Le Pietre di Ica, un’Enciclopedia Preistorica – Medicina

Pietra di Ica raffigurante due chirurghi mentre operano un paziente. Questa ed altre immagini, dove non diversamente specificato, sono tratte da qui.

Proseguiamo il nostro viaggio alla scoperta delle pietre di Ica. Nel loro insieme, queste pietre possono essere considerate, a buon diritto, una vera e propria enciclopedia, in cui un’antichissima civiltà perduta raccolse tutto il proprio sapere.

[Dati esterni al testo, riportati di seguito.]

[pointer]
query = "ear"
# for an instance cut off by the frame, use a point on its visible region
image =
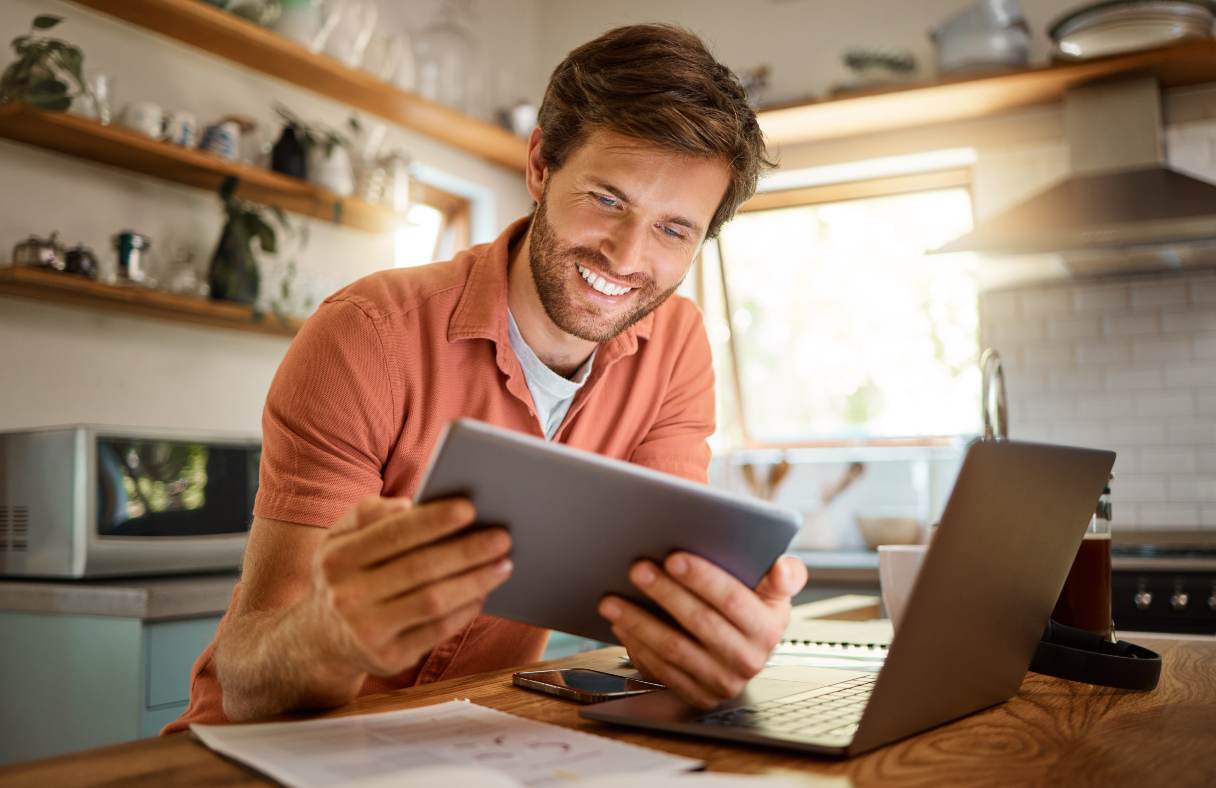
(536, 172)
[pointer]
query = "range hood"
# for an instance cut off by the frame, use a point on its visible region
(1120, 203)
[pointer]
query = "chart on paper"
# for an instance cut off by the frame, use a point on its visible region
(345, 749)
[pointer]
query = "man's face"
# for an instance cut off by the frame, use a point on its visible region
(617, 229)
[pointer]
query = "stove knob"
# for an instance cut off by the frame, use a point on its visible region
(1143, 597)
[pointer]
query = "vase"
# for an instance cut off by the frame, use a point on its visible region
(234, 274)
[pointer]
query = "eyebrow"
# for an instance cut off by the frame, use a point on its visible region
(619, 195)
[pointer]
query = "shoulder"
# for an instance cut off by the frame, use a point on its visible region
(395, 292)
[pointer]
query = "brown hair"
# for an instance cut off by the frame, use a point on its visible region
(657, 83)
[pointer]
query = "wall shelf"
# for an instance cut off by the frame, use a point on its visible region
(962, 99)
(133, 151)
(77, 291)
(213, 31)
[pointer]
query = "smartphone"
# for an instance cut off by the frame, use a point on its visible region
(583, 685)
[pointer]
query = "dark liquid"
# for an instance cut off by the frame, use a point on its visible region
(1085, 601)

Nel precedente articolo ci eravamo occupati di geografia; in questo, invece, ci interesseremo di medicina, un campo in cui questa civiltà eccelleva e nel quale riuscì a ottenere risultati perfino superiori ai nostri.

Anatomia

Tra le numerose pietre a tema medico, ve ne sono alcune che illustrano gli organi del corpo umano. Queste raffigurazioni sono notevolmente particolareggiate, adatte più a uno studente di medicina che non a un turista in cerca di souvenirs. Ciò rafforza ulteriormente l’idea che le pietre siano state concepite con fini “didattici”, mentre ci porta a scartare l’ipotesi che si tratti di falsi creati dai campesinos di Ica. E questo vale, ovviamente, anche per le altre pietre sullo stesso tema.

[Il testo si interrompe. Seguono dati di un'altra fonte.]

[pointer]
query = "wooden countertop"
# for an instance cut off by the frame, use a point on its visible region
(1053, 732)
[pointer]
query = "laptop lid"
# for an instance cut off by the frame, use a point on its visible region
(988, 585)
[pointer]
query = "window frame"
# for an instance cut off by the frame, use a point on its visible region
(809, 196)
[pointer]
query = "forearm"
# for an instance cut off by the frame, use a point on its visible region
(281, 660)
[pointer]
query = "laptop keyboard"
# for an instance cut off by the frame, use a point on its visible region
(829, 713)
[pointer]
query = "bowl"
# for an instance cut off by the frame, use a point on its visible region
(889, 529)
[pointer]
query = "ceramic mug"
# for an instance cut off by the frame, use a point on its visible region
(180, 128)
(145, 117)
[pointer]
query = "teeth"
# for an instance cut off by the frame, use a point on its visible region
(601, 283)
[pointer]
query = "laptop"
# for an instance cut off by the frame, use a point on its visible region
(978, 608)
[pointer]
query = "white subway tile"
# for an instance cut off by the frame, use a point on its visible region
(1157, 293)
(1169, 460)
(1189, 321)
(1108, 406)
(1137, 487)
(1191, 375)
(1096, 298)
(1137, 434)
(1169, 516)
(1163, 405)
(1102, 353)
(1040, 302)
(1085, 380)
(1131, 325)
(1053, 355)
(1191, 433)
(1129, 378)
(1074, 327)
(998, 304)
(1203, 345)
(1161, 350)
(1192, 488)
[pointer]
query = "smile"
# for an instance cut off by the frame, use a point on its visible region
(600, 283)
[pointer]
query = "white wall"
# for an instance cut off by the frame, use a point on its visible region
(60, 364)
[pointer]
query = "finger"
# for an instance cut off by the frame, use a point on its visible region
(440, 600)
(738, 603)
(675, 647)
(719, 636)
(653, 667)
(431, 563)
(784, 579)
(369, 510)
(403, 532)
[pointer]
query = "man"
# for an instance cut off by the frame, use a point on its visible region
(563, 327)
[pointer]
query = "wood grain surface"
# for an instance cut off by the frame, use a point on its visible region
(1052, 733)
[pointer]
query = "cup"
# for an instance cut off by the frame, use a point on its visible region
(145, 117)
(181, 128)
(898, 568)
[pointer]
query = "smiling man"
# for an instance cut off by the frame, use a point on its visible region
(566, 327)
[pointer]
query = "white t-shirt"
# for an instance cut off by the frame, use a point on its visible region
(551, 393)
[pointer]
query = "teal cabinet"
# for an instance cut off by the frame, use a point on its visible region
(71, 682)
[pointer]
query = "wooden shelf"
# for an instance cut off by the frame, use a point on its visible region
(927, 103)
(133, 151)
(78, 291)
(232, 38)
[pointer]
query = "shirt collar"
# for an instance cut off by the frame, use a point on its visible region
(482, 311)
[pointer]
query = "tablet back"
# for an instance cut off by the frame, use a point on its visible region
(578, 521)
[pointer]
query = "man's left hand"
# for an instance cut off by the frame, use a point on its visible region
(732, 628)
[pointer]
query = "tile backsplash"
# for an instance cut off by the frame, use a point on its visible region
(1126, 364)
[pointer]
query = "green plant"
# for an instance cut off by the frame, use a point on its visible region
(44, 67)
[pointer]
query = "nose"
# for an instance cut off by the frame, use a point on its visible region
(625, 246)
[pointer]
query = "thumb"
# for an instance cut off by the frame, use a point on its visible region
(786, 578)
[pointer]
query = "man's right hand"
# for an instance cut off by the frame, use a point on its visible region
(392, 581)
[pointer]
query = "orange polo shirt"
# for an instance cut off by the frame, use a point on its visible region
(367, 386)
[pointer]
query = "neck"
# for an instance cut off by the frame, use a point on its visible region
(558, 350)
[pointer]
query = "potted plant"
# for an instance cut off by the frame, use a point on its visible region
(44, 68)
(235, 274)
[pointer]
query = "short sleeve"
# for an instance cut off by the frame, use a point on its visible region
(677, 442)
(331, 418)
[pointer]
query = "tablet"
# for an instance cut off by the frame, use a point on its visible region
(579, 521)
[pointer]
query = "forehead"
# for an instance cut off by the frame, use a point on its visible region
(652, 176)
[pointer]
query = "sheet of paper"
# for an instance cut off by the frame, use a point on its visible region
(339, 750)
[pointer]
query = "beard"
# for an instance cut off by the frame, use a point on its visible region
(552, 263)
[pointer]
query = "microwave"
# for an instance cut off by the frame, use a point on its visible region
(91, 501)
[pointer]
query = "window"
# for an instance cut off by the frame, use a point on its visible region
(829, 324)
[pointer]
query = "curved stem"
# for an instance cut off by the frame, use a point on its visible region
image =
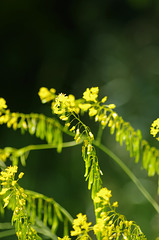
(48, 146)
(130, 174)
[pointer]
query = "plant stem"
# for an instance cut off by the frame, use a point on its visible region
(99, 134)
(129, 173)
(46, 146)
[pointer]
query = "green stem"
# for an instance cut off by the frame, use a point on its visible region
(45, 146)
(130, 174)
(99, 134)
(39, 195)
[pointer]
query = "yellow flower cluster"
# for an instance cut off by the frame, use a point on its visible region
(103, 196)
(80, 225)
(66, 106)
(9, 184)
(46, 95)
(14, 195)
(2, 104)
(91, 95)
(155, 128)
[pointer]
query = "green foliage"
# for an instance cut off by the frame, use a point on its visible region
(35, 213)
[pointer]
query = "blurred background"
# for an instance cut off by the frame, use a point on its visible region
(71, 45)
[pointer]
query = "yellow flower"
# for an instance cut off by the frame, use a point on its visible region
(91, 94)
(154, 127)
(3, 191)
(80, 224)
(64, 238)
(2, 103)
(104, 100)
(99, 226)
(115, 204)
(84, 106)
(104, 194)
(21, 175)
(112, 106)
(46, 95)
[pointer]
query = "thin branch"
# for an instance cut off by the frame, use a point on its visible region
(130, 174)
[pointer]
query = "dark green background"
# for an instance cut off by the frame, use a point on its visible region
(72, 45)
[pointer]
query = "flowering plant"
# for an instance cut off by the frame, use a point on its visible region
(36, 215)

Pietra di Ica raffigurante un cuore umano con i suoi vasi sanguigni.

Un ulteriore indizio che queste pietre siano autentiche consiste nel fatto che talvolta l’anatomia degli uomini gliptolitici appare leggermente diversa dalla nostra, oppure è descritta in modo singolare. Si osservi ad esempio l’immagine sottostante, in cui l’intestino è raffigurato come un tubo arrotolato su se stesso: si tratta di una rappresentazione piuttosto inusuale in anatomia, perciò è difficile pensare che possa essere stata copiata da un libro di testo moderno.

Particolare di una pietra illustrante un’operazione chirurgica: sono riconoscibili diversi organi facenti parte dell’apparato digerente.

Operazioni chirurgiche e metodi di anestesia

Alcune pietre descrivono, passo dopo passo, delle complesse operazioni chirurgiche. Cabrera – un medico – studiò approfonditamente queste incisioni e riuscì a decifrarne il contenuto (non solo quello figurativo, ma anche quello simbolico). Pertanto qui ci rifaremo alle sue intuizioni, che ritengo tuttora attuali.

Le operazioni chirurgiche vengono precedute dall’anestesia del paziente, e alcune pietre raffigurano proprio questa procedura. Secondo Cabrera, la civiltà gliptolitica conosceva due metodi di anestesia: il primo era basato sull’agopuntura, mentre il secondo sull’inalazione di gas.

Nella pietra mostrata qua sotto è raffigurato il primo di questi due metodi. La scena descrive un parto cesareo. La partoriente sembra indossare una sorta di pezzola con un motivo a rombi: Cabrera lo interpretava come simbolo dello stato di incoscienza indotto dall’anestesia. Si può notare anche che dalla bocca della donna (così come da quella di uno dei chirurghi) sembrano fuoriuscire tre spilli: questi simboleggerebbero il metodo di anestesia impiegato, l’agopuntura appunto. Ma perché si trovavano associati anche a uno dei chirurghi? Secondo Cabrera, ciò indicava che era stato lui a praticare l’anestesia.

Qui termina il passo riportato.